I go back to efficient use of human resources and I fall back to Peter Drucker who decades ago, predicted the rise of the knowledge worker. He has the answers and the US businesses have done very little to heed his words. The American worker is paying for those sins. Who knows what is going to happen. If a person with 2 degrees and multiple certifications and licenses can’t make a honest living, then what is really required to succeed, let alone survive?

=YC

This & That, Platanos & Collard Greens

Catchup blog:
Saw the off-Bway play Platanos & Collard Greens yesterday. One of my friends is in it from law school, and was a lot more complex than I expected. Recommended.

The teams were reshuffled into co-ed teams on the Apprentice after 4 successive losses by the boy’s team. The two companies were each given $1,000 to buy stuff to be sold at a flea market; the team with the most profit wins. Getting a heads-up on future sleezyness, $200 is “lost” (aka embezzled) by one of the teams and they lose.

I find out that YC’s ex lives directly above P–‘s apartment. Major world wide disbelief ensues. Everyone’s ok about this, though, I think.

Read The Passport, reading The Tipping Point. Titles of books nowadays tend to be physical nouns rather than verbs or gerunds. Why is that?

Mission impossible: I’m going to run to Chelsea Market, buy a dozen roses, and deliver them to P– before 10 am. Let’s see if this can happen.

What’s with lawyers?

I’m in the middle of reading a fascinating historical mystery (taking place in medieval England); I’ll probably blog about it later, when I’m done – but I think it’s funny that the author is a tax attorney in her other life. This other mystery series I’ve read (coincidentally also taking place in medieval Europe) is written by a Legal Aid attorney from Queens. Apparently, I’ve read somewhere that historical mysteries are particularly popular lawyer-novelists, for not only the historical context but also because they give the lawyer-authors (or mystery writers in general) a chance to write about eras before warrants and other items, which may or may not impede investigations. Leave it to lawyers to enjoy that.

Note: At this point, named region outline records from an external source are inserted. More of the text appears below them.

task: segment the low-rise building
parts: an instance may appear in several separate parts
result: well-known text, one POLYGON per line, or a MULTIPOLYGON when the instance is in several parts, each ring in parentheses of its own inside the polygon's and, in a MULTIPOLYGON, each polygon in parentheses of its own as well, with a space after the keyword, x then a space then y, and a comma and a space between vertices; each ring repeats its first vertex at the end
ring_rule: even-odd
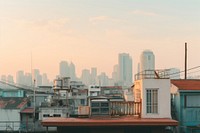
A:
POLYGON ((171 80, 172 114, 180 133, 200 132, 200 80, 171 80))

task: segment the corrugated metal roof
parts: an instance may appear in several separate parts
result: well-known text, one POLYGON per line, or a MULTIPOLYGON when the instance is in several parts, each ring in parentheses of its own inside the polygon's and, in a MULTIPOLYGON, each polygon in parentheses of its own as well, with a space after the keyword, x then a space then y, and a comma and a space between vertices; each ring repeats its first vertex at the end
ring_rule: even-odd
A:
POLYGON ((28 102, 27 98, 19 97, 2 97, 0 98, 1 109, 20 109, 28 102))
POLYGON ((176 120, 167 118, 46 118, 42 121, 43 126, 177 126, 176 120))
POLYGON ((32 114, 32 113, 34 113, 34 109, 33 109, 33 108, 25 108, 25 109, 22 110, 20 113, 32 114))
POLYGON ((179 90, 200 90, 200 80, 171 80, 171 83, 178 87, 179 90))

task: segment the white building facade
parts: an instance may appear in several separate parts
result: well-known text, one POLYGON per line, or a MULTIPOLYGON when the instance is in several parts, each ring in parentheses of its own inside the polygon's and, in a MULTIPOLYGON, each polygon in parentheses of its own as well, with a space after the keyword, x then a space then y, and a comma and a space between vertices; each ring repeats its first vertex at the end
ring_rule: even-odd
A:
POLYGON ((171 118, 169 78, 142 77, 134 83, 134 101, 142 102, 142 118, 171 118))

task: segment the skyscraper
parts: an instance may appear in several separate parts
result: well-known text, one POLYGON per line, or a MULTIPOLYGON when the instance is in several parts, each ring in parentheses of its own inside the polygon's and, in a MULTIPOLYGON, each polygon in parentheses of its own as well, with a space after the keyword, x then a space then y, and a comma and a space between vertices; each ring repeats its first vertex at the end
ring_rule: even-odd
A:
POLYGON ((66 61, 60 62, 60 77, 69 77, 69 66, 66 61))
POLYGON ((140 56, 140 72, 155 70, 155 56, 152 51, 145 50, 140 56))
POLYGON ((75 81, 76 80, 76 70, 75 70, 75 65, 74 63, 70 63, 69 65, 69 76, 70 76, 70 79, 72 81, 75 81))
POLYGON ((24 71, 18 71, 16 74, 16 83, 24 84, 24 71))
POLYGON ((132 58, 127 53, 120 53, 118 56, 119 80, 122 85, 132 85, 132 58))
POLYGON ((85 85, 90 85, 90 80, 91 79, 91 75, 90 75, 90 70, 88 69, 83 69, 82 70, 82 75, 81 75, 81 80, 85 85))
POLYGON ((91 68, 91 84, 93 84, 93 85, 96 84, 96 78, 97 78, 97 68, 92 67, 91 68))
POLYGON ((113 79, 114 83, 117 83, 119 81, 119 66, 118 66, 118 64, 114 65, 114 67, 113 67, 112 79, 113 79))

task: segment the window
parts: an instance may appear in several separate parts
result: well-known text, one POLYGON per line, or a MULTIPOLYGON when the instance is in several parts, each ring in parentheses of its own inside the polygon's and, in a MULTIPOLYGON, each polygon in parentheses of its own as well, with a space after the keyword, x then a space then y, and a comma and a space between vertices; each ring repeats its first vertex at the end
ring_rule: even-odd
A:
POLYGON ((81 105, 85 105, 85 99, 81 99, 81 105))
POLYGON ((191 95, 185 96, 185 106, 192 108, 192 107, 200 107, 200 95, 191 95))
POLYGON ((158 113, 158 89, 146 90, 146 112, 158 113))
POLYGON ((49 117, 50 115, 49 114, 43 114, 43 117, 49 117))
POLYGON ((61 117, 60 114, 54 114, 53 117, 61 117))
POLYGON ((109 103, 102 101, 91 102, 92 115, 109 115, 109 103))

NY’s Channel 11 (WPIX) news had an interesting story for its 2/12/04 broadcast – this corporate attorney who is taking a leave of absence from his firm and six-figure-salary to be a Lego Master Builder at Legoland in San Diego. His work is amazing (ex., a several thousand pieces Lego sculpture of Han Solo in carbonite, straight out of Star Wars Episode 5 or 6). It’s like a kid’s dream – and one man is doing it, figuring he’s young enough to do it (in his 30’s or so, it seems), and his girlfriend’s letting him do it, and he loves Legos (it surely doesn’t hurt that he doesn’t have a family to raise yet). The reporter asks soon-to-be-ex-corporate-lawyer what his plans were down the line, and the story closes with the reporter reporting that Lego guy hasn’t abandoned the law; Lego guy figures that maybe down the line he can go back to his firm with Lego as a client.

Talk about a rainmaking/networking opportunity; I don’t doubt that Lego would be an amazing client to have – with its global business probably making plenty of income or possible billable hours for transactional attorneys. (I grew up loving Legos like anyone else, so nice to see a lawyer trying to keep both his interests intact – but not like I’d make Legos my life).